Computer: Web: Linking
broken link emporium   (+14, -2)  [vote for, against]
This link no longer works. What should I use instead?

A website, consisting of two user interface pages, a crawler, and a database.

Main service (Page 1): Users can enter URLs that no longer work. For a small number of them, the website presents one or more suggestions for replacement URLs, maybe with comments. (This functionality could be exported as a machine-accessible service as well.)

These replacement URLs are found by two means: automatically and manually.

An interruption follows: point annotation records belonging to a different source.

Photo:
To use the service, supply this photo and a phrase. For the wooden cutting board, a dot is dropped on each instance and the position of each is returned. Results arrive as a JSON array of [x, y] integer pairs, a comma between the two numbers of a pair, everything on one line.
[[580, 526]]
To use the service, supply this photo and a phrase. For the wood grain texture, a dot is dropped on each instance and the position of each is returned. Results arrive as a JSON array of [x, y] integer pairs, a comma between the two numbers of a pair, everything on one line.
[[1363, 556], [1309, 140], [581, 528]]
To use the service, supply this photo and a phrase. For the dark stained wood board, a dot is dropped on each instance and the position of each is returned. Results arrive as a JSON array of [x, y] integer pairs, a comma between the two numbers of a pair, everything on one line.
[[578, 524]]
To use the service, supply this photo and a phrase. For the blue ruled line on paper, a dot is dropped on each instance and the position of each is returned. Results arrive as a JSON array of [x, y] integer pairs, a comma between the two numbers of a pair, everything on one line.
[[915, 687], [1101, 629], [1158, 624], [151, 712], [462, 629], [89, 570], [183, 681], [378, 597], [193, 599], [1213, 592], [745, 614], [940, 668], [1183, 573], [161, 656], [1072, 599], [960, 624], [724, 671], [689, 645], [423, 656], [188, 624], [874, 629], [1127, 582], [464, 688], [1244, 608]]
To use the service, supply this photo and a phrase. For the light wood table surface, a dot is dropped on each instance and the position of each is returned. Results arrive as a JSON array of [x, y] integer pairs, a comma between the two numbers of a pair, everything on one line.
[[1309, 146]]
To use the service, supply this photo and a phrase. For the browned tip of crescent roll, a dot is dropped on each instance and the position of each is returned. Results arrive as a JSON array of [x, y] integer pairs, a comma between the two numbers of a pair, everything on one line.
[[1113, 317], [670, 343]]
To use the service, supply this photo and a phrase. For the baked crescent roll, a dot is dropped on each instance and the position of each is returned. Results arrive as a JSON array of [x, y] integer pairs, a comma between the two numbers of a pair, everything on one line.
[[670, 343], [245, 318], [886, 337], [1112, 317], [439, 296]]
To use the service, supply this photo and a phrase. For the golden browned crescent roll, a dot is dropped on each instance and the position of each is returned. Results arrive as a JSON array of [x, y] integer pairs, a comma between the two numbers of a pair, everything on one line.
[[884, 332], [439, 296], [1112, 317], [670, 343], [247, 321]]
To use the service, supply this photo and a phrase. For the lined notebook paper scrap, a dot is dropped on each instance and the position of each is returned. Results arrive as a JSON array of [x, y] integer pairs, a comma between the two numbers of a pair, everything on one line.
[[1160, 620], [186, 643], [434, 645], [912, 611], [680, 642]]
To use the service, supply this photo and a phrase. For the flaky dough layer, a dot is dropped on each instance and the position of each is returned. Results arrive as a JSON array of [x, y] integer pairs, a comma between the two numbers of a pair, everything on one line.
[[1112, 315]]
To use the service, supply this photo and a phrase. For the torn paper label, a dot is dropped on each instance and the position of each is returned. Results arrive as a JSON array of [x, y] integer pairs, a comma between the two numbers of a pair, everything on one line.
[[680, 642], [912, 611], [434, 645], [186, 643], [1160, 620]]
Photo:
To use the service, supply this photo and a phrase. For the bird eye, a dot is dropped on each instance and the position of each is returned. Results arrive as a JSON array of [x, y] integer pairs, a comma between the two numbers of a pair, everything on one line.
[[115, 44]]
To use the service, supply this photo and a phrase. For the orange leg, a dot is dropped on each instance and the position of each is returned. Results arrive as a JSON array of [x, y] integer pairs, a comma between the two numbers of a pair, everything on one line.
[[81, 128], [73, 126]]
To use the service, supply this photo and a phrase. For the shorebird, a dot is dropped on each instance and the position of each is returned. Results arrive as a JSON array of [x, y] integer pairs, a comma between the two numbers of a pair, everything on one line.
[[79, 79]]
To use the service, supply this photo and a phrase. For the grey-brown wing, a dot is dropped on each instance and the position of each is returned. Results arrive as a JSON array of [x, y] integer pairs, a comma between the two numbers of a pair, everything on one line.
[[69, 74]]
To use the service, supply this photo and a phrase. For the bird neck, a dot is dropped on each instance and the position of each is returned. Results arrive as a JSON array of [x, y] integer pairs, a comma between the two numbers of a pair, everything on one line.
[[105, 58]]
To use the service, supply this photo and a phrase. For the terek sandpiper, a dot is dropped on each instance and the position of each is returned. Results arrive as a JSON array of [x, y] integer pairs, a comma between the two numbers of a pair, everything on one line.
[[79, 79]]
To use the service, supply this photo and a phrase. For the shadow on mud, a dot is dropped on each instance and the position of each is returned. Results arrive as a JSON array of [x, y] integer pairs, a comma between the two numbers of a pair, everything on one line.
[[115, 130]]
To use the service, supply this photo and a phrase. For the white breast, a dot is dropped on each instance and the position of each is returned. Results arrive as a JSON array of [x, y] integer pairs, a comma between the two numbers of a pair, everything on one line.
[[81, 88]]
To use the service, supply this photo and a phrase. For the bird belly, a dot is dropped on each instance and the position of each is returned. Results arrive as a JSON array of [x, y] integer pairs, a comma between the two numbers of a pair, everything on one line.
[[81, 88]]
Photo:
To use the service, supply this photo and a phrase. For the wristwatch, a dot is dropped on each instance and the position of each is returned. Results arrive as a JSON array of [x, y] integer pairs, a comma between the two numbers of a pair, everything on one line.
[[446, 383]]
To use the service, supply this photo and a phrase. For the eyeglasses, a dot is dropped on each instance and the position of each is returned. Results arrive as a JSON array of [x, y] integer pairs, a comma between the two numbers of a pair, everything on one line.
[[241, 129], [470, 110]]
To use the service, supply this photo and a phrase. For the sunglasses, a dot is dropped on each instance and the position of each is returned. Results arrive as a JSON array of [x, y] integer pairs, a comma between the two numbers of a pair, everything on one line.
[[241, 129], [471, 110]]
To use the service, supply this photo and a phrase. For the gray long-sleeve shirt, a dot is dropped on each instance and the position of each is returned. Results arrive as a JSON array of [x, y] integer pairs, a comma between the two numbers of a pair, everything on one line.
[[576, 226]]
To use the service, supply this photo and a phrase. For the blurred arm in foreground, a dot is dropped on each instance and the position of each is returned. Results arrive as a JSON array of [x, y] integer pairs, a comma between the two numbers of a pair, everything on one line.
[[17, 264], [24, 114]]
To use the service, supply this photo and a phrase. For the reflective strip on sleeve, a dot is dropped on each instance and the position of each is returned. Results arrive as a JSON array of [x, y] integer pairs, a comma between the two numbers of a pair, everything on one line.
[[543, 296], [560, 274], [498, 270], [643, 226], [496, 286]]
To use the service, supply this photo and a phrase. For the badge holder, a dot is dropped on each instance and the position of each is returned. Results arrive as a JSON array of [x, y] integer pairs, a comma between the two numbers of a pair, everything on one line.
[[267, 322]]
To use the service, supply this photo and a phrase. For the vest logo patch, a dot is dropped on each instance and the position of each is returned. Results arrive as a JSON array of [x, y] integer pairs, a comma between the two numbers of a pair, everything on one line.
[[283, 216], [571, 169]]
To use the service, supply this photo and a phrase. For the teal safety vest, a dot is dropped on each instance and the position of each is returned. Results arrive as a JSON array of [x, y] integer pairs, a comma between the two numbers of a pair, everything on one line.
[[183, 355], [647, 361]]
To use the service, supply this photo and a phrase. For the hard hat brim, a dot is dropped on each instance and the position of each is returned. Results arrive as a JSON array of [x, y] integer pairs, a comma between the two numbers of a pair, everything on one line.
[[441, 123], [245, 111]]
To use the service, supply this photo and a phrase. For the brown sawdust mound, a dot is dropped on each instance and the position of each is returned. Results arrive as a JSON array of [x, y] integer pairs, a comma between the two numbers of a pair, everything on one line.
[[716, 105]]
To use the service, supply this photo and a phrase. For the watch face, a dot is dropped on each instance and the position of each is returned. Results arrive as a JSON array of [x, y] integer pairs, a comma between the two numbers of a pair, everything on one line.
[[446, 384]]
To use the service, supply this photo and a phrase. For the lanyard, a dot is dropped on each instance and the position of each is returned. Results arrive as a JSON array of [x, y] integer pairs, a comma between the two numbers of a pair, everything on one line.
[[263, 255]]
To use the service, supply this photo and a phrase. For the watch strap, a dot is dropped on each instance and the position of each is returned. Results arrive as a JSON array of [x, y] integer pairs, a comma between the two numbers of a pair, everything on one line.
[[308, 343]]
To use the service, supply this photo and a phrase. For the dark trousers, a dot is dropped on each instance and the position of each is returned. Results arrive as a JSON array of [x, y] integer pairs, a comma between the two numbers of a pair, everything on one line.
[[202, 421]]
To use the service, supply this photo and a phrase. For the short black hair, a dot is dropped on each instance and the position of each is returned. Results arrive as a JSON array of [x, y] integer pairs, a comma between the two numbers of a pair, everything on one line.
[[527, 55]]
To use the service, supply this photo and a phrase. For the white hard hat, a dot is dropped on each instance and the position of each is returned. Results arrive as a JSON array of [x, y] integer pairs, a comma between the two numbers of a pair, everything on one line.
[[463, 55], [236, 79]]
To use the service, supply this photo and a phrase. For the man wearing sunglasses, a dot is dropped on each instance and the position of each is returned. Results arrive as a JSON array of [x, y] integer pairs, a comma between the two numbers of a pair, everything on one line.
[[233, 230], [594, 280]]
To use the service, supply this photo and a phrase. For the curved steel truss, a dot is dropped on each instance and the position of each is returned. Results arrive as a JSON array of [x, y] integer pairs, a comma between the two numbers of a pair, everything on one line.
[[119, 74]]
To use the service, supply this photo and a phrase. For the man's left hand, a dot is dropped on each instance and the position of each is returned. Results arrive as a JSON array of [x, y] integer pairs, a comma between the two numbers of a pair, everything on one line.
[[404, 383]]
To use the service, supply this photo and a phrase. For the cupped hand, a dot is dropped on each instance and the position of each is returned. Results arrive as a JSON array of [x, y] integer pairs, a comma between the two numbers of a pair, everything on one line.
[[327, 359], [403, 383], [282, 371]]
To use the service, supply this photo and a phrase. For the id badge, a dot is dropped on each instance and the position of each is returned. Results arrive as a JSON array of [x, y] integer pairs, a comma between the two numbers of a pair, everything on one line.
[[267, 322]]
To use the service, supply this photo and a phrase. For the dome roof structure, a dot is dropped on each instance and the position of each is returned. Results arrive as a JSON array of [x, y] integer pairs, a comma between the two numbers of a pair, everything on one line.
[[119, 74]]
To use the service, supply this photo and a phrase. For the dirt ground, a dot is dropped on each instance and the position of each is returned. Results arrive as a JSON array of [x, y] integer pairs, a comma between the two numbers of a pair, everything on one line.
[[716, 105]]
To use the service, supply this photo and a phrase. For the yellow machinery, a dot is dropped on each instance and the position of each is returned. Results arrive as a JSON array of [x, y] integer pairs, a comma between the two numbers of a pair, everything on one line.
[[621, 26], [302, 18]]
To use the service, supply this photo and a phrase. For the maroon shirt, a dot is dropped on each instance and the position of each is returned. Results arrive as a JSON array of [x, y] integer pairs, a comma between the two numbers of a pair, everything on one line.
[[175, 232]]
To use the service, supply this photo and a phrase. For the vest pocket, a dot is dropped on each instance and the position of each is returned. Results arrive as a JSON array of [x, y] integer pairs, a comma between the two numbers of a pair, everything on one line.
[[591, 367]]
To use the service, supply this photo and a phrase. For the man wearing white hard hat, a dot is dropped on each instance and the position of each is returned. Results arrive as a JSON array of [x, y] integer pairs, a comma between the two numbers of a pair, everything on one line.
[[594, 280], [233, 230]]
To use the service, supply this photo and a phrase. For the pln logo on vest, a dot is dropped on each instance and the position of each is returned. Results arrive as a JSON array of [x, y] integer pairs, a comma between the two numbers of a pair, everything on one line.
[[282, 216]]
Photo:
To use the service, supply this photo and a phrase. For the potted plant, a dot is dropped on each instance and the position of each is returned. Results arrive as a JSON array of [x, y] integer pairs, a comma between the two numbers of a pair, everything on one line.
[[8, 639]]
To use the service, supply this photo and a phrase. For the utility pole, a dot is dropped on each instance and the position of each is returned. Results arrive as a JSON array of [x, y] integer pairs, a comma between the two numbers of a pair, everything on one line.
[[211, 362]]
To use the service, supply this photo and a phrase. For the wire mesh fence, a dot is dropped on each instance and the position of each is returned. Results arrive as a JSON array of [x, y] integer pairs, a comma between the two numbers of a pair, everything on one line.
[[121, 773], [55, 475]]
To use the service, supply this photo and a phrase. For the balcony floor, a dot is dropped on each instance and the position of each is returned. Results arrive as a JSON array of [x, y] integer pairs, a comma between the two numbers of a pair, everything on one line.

Automatically (Crawler + Database): A search engine that notices when different places (e.g., blogs) refer to the same URL at one point in time, and when, at a later time, some of those references have changed. (The surrounding text is still the same, but the URL has changed). If the search engine detects such a case, the second URL is a potential replacement for the first.

Manually (Page 2): A place where the human owner of the resource or a knowledgable, identified person can suggest a replacement for an URL. (E.g., "I have lost access to this subtree. The new, updated version is _here_."
-- jutta, Nov 13 2004

Source of the name. http://www.halfbake...oken_3f_5d_20button
[contracts] used it as a sample nonexistant website, prompting me to search for an excuse to create it. [jutta, Nov 13 2004]

http://www.archive.org Always a good fall-back, but I don't want a copy of the original document; I want the a new address of the live, maintained, document. [jutta, Nov 13 2004]

Wikipedia http://en.wikipedia.org
Proof of concept of a fully open-maintance collaborative database [contracts, Nov 13 2004]

Krelnik's content-based angle. http://www.halfbake...m/idea/Link_20Rover
[jutta, Nov 15 2004]

What about a modified form of the second means, where helpful (but less authoritative) people can point out other possibilities?
-- Detly, Nov 13 2004


[jutta] said //a knowledgable, identified person can suggest a replacement// and [detly] said that helpful //people can point out other possibilities//

Sounds like you're both describing a sort of 'Linkipedia'[+]
-- contracts, Nov 13 2004


//create a monstrous library db//
It may not be indexed precisely for the purpose of this idea, but I think said database already exists. Google.

My idea "Link Rover" in this category was a different approach to this same problem: capture the target page text at the time the webmaster creates the link initially, so that later when the link breaks a replacement can be found in an automated fashion.

Perhaps this idea, implemented as a web service instead of a web site, would be the back-end of a client-server version of Link Rover.
-- krelnik, Nov 15 2004


I think your Rover and my Emporium would augment each other well - one looks at context, the other at content. (For the prototype, we can use archive.org as your monstrous database.)